Why Hockey Is Like a Religion
Hockey is an essential part of many Canadians’ lives. At a young age, children are frequently taught to skate and are introduced to the game. A love of the sport often continues throughout life. Some fans even choose to be buried in the jerseys of their favorite players. Hockey is in the hearts and souls of millions of Canadians and can be considered its own unique religion.
Sense of Community
One of the positive aspects of many religions is they build a sense of community among their followers. The same can be said of hockey. It is everywhere, from TV and the Internet to schools and frozen ponds. The sport is something the vast majority of Canadians have in common, even if they don’t support the same team. A love of the game also unites many citizens in the same way that religion can. It does not matter your age, where you live, or your language; hockey binds the country together like spiritual beliefs often can.
Star Players Are Revered Like Gods
To say some of the country’s star players are considered gods may actually be an understatement. Wayne Gretzky is probably the most famous hockey player in history and is nicknamed “The Great One,” which has a certain religious connotation. The team members of the 2002, 2010 and 2014 Olympic gold medal-winning hockey teams will go down in history as some of the most venerated Canadians of all time. Another highly exalted team is the 1993 Montreal Canadiens. Many of the top players in the NHL hail from the Great White North, but the 1993 Canadiens are the last Canadian team to win the Stanley Cup.
Symbolism is integral to many religions, and hockey has its own examples. The Stanley Cup, which has been awarded to the NHL champion since 1893, is often called the Holy Grail.
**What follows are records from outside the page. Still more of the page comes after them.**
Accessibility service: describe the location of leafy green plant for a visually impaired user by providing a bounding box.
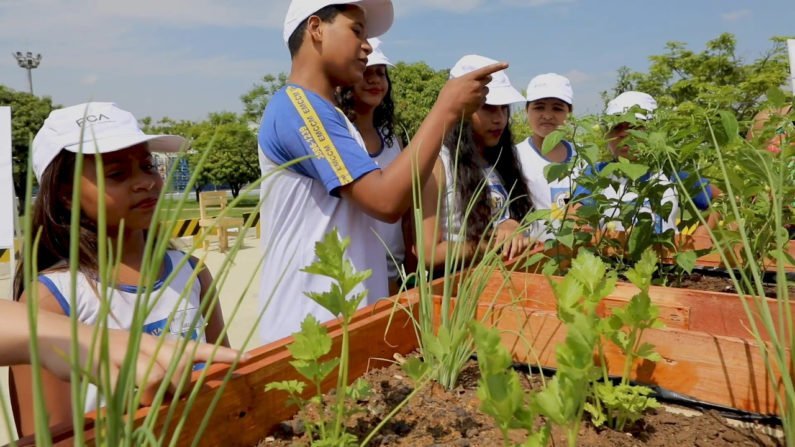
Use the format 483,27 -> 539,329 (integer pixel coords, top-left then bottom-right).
473,250 -> 665,446
265,229 -> 372,447
471,322 -> 550,447
395,123 -> 537,391
586,249 -> 663,431
673,99 -> 795,446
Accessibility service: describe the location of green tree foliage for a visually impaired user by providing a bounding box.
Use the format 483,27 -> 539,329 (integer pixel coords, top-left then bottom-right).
190,112 -> 259,198
389,61 -> 449,144
604,33 -> 793,128
0,85 -> 56,201
240,73 -> 288,124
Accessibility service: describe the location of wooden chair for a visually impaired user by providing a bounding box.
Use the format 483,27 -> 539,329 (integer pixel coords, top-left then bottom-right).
198,191 -> 244,253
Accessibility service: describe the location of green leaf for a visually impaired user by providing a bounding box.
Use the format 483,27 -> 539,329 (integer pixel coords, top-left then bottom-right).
265,380 -> 306,395
636,343 -> 662,362
401,357 -> 430,383
719,110 -> 739,143
288,314 -> 332,361
347,378 -> 373,401
544,161 -> 573,183
675,250 -> 698,274
541,129 -> 565,155
601,161 -> 650,181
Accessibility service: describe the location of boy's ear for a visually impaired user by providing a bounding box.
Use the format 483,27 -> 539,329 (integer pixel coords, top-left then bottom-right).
306,15 -> 324,43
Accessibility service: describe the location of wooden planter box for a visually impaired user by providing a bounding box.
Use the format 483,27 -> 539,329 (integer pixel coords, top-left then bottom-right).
14,266 -> 791,445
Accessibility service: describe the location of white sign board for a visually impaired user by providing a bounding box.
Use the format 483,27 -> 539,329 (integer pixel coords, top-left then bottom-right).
0,107 -> 14,250
789,40 -> 795,96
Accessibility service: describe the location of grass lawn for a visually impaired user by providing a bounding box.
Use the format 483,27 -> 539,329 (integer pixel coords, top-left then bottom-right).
159,195 -> 259,221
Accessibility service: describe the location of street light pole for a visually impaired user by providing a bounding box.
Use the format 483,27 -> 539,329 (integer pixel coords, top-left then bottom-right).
12,51 -> 42,95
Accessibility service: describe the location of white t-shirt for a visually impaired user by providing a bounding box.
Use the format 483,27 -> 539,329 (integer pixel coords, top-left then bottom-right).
575,165 -> 680,234
439,146 -> 511,243
257,86 -> 388,345
517,138 -> 580,240
368,135 -> 405,281
37,250 -> 206,412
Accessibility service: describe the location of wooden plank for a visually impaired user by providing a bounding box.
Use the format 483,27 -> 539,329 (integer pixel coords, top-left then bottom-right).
14,300 -> 419,447
475,270 -> 793,340
482,303 -> 783,415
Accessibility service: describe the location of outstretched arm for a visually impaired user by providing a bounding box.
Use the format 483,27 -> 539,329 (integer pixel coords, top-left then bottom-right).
341,63 -> 509,223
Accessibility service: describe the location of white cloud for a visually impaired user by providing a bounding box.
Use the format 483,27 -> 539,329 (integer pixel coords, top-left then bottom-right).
721,9 -> 751,22
397,0 -> 572,15
81,74 -> 99,86
564,69 -> 591,84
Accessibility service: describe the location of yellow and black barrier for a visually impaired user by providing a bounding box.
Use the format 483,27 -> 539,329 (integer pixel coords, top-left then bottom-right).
169,213 -> 260,242
0,239 -> 22,265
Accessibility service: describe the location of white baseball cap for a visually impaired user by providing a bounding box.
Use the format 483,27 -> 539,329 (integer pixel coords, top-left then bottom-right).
605,91 -> 658,120
367,37 -> 394,67
283,0 -> 394,44
525,73 -> 573,105
32,102 -> 186,180
449,54 -> 525,106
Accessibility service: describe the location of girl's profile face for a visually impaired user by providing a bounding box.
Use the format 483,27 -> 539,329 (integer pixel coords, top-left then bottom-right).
80,143 -> 163,231
353,64 -> 388,108
471,104 -> 509,149
527,98 -> 570,139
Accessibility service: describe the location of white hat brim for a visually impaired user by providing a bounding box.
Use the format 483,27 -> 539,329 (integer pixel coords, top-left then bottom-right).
356,0 -> 394,39
62,134 -> 187,155
486,86 -> 526,106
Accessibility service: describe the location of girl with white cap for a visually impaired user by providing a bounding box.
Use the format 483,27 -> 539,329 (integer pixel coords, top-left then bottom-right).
415,55 -> 533,269
338,38 -> 405,295
11,102 -> 230,435
516,73 -> 578,240
574,91 -> 719,234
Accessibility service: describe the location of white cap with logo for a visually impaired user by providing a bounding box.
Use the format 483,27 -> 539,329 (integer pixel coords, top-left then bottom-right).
367,37 -> 394,67
449,54 -> 525,106
32,102 -> 186,180
283,0 -> 394,44
525,73 -> 573,105
605,91 -> 658,120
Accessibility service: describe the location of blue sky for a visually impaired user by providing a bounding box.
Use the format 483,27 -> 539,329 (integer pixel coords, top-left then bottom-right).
1,0 -> 793,122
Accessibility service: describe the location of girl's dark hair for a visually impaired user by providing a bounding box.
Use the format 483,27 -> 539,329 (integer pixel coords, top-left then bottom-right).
288,5 -> 348,58
13,151 -> 99,300
338,67 -> 396,148
444,114 -> 533,243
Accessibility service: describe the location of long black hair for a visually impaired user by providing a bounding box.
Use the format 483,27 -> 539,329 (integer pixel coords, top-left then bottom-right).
444,114 -> 533,243
13,151 -> 101,300
338,67 -> 396,148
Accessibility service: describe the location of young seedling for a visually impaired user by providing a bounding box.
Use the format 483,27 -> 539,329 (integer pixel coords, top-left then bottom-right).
587,248 -> 664,431
265,229 -> 372,446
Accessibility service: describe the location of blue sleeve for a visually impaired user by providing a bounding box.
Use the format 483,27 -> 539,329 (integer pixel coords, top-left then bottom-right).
258,86 -> 379,196
676,171 -> 713,211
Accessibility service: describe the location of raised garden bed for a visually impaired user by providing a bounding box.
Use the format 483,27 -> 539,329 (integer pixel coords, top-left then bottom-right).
14,267 -> 791,446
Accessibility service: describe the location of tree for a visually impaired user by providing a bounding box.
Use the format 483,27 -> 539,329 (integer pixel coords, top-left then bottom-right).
190,112 -> 259,199
240,73 -> 288,124
604,33 -> 793,127
0,85 -> 56,201
389,62 -> 449,144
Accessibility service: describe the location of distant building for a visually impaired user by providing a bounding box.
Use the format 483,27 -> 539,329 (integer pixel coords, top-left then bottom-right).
153,152 -> 191,192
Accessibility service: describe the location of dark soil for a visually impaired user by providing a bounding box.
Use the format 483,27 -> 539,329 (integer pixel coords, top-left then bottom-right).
667,271 -> 794,299
257,360 -> 782,447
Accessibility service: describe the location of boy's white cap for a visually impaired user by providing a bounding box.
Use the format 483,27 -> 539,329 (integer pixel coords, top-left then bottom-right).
605,91 -> 658,120
32,102 -> 186,180
367,37 -> 394,67
283,0 -> 394,44
449,54 -> 525,106
525,73 -> 573,105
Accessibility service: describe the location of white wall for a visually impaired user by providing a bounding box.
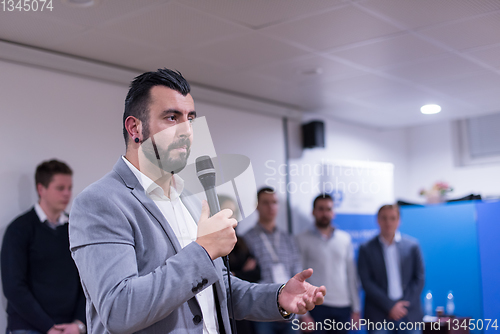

The actual Holy Grail is thought to be the cup Jesus drank from during the Last Supper (before he was crucified). Joseph is also believed to have collected Christ’s blood in it after he was crucified. Its whereabouts, and confirmation of whether it actually exists, are unknown. For centuries, the Holy Grail has probably been the most coveted Christian artifact of all time. Some Canadian hockey fans feel their team’s quest for the Stanley Cup is comparable to the search for the actual Holy Grail.
Hockey Arenas Are Cathedrals to the Faithful
For some hockey fans, their teams’ arenas are places of worship. Some of the stadiums are masterpieces of contemporary architecture and have every last amenity. A few of the country’s top hockey stadiums are:
- Air Canada Centre – Toronto Maple Leafs
The Leafs haven’t had a lot of winning seasons, but they have very loyal fans, which can add even more excitement to the games. Opened in 1999, the arena has all the modern conveniences, including plenty of activities for kids and a wide variety of concession options.
- Bell Centre – Montreal Canadiens
The Bell Centre is the home of the Montreal Canadiens, one of the most storied hockey franchises in the world. Some fans literally consider the arena to be a cathedral of hockey history because 24 Stanley Cup banners and countless retired numbers hang from the ceiling. It is also the largest arena in the National Hockey League and can hold over 21,000 people.
Hockey arenas can literally function as a cathedral at times; fans sometimes take their love of the sport a step further and opt to get married at their favorite arena. Referees have been known to perform the ceremonies and couples frequently incorporate team colors into their wedding attire, or even wear their favorite jerseys.
Hockey is part of the collective conscious of many Canadians, much like a shared religion can be.